Geofencing for mobile apps is an easy way for mobile app marketers to take advantage of location-based marketing. Geofences are virtual fences that are placed around a real-world location and allow you to interact with mobile users when they enter it.

Who sends geopush notifications?

Mobile app product owners and marketers send push notifications using a marketing automation tool. On a very high level, think of it as a similar process as to how an email is sent.

What are ways mobile app marketers can use geofencing technology?

There are three main use cases of geofencing for mobile apps:

1) Geopush
(geofencing push notifications)

Geopush, or geofencing push notifications, are push notifications that are triggered when a user enters a geofenced location. The goal is to drive interactions with your brand by keeping you top of mind when it’s most important to be, based on where users are.

2) User targeting

If you know a user has recently visited a specific location, you can tailor your mobile messaging (push, in-app, inboxing) to include this knowledge to make the interaction feel personalized for them.

3) Data analysis

Understanding where a user has been or frequents is key to building a solid profile about them. With geofences, you’re able to know when a user enters or exits designated locations – for example, a rock concert – so you can understand their unique interests and tailor the app experience to them.

Where should mobile app marketers put geofences?

Mobile app marketers should put geofences around any location where it makes sense to engage with or gain valuable insights about their audience. A few ideas to consider for geofences:

  • Brick and mortar locations
  • Competitor locations
  • Major events (sporting, concerts, road races, etc.)
  • Airports
  • Public places of interest
  • Billboards or any locations where you’re doing physical advertising

 

When should app marketers send geopush notifications?

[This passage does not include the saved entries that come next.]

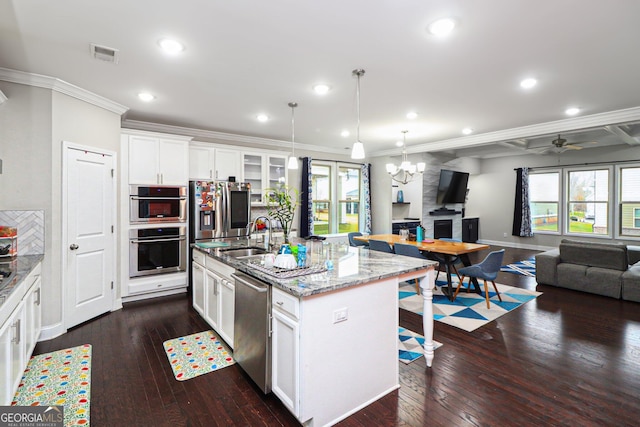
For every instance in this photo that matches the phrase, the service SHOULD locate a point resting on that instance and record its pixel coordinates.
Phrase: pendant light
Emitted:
(293, 162)
(357, 152)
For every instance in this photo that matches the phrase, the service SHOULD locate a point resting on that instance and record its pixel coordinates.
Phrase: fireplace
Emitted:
(442, 228)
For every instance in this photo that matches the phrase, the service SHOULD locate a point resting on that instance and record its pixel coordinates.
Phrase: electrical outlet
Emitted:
(340, 315)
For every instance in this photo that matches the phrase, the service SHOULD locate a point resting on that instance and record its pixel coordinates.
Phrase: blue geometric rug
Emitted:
(469, 310)
(411, 345)
(523, 268)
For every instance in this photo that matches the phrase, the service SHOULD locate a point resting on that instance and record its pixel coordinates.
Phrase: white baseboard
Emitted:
(51, 331)
(140, 297)
(517, 245)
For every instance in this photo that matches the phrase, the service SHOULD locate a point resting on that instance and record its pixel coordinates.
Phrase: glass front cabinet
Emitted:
(263, 171)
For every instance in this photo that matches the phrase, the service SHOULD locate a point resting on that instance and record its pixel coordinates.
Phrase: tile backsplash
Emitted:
(30, 226)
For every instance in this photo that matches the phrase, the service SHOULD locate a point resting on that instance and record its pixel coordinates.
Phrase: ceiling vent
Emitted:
(104, 53)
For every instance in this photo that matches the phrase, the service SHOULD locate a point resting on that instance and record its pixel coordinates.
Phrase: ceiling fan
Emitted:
(559, 145)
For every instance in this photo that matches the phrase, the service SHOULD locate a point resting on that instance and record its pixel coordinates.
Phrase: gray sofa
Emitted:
(609, 269)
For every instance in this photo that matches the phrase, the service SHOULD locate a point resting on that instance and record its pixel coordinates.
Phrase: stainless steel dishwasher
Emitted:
(252, 329)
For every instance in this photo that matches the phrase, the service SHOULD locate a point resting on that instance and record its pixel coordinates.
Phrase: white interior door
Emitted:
(90, 244)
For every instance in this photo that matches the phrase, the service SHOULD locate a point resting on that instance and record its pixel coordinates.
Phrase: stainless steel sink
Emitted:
(243, 252)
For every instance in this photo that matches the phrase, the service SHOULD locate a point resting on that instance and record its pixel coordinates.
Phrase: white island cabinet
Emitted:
(335, 353)
(214, 294)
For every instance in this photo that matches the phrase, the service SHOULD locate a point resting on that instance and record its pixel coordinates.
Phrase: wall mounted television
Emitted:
(452, 187)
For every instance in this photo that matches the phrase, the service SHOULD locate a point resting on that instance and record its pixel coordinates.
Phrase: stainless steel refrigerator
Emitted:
(219, 209)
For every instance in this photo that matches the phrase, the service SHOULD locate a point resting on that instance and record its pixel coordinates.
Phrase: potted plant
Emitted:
(281, 205)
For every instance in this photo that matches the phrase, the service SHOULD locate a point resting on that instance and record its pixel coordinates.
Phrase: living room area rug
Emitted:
(469, 310)
(59, 378)
(525, 267)
(197, 354)
(411, 345)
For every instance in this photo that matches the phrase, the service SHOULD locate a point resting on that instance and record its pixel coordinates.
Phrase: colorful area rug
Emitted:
(523, 268)
(412, 345)
(59, 378)
(469, 310)
(197, 354)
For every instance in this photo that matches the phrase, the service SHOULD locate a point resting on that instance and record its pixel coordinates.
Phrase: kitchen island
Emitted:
(335, 333)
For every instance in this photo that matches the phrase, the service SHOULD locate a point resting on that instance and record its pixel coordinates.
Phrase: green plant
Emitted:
(282, 203)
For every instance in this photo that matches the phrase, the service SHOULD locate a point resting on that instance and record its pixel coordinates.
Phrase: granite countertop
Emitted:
(352, 266)
(21, 266)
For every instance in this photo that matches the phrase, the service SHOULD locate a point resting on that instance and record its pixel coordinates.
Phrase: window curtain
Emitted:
(521, 209)
(306, 199)
(366, 188)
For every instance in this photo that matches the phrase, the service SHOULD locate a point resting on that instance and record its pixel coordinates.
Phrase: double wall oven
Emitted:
(158, 232)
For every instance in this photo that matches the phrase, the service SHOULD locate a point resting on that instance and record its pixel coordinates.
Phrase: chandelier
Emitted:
(406, 171)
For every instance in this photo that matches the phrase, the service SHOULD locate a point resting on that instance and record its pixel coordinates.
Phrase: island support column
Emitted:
(426, 286)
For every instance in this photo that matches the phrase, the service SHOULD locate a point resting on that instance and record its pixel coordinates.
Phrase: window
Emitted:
(630, 201)
(336, 192)
(544, 200)
(588, 202)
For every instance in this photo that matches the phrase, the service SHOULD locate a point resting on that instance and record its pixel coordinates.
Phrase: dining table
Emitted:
(447, 251)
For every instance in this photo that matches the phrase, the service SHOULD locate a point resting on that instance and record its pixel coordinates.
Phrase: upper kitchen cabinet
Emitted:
(263, 171)
(209, 162)
(157, 158)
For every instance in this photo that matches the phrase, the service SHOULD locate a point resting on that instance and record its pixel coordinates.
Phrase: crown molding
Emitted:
(57, 85)
(225, 138)
(541, 129)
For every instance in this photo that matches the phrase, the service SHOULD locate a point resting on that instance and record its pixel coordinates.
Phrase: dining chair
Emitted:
(380, 245)
(354, 242)
(487, 269)
(412, 251)
(441, 259)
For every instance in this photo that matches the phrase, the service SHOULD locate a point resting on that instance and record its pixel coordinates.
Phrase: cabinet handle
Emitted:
(16, 325)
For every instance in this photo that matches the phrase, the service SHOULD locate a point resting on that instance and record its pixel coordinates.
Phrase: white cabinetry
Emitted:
(198, 278)
(214, 294)
(263, 171)
(157, 158)
(360, 321)
(210, 162)
(285, 372)
(212, 299)
(19, 334)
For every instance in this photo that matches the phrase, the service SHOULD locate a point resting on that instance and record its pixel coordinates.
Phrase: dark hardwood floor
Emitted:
(567, 358)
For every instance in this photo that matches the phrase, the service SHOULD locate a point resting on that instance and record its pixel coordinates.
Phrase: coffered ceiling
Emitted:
(246, 57)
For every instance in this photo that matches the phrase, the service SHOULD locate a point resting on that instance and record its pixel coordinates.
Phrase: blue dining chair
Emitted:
(354, 242)
(380, 245)
(486, 270)
(412, 251)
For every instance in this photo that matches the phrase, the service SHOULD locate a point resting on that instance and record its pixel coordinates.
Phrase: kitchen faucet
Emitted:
(253, 229)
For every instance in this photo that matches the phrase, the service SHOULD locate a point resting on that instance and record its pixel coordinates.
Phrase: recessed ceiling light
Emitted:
(321, 88)
(171, 46)
(146, 97)
(442, 27)
(528, 83)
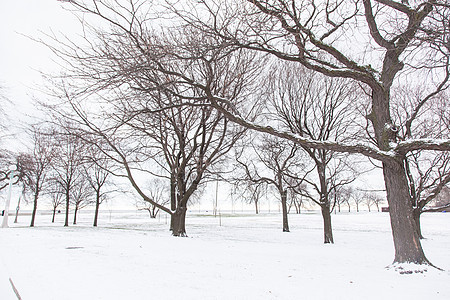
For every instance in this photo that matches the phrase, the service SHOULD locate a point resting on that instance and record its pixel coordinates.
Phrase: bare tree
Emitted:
(158, 192)
(81, 196)
(317, 36)
(66, 166)
(319, 108)
(281, 159)
(97, 171)
(36, 164)
(427, 171)
(57, 199)
(358, 198)
(140, 123)
(313, 38)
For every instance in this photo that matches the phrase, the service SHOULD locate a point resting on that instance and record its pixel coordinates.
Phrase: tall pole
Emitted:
(8, 197)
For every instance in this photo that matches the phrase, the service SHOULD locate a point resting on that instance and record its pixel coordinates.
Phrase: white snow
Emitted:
(248, 257)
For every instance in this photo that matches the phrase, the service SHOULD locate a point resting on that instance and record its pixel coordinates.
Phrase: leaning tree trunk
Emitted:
(408, 248)
(66, 221)
(75, 215)
(33, 214)
(54, 213)
(327, 229)
(178, 222)
(284, 209)
(416, 214)
(97, 206)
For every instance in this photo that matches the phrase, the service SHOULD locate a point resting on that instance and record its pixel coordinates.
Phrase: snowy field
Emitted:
(233, 257)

App marketers need to use the same logic for geofencing push notifications as they do for regular push notifications – aim to add value. If you’re going to send a geofencing push notification when a user is outside your store, make sure it is relevant to them and not just a desperate plea for attention.

Sephora did a great job with the below geopush:

How important is location-based marketing to my mobile strategy?

With geofences, we’re finally realizing the promise of mobile. Mobile is inherently location-based, and geofences grant marketers the ability to connect with their users how and when they want — based on their location. Location-based marketing has grown increasingly more important to engage with users and is only projected to expand in the coming years. Geofencing grants marketers the ability to easily implement location-based marketing into their strategies.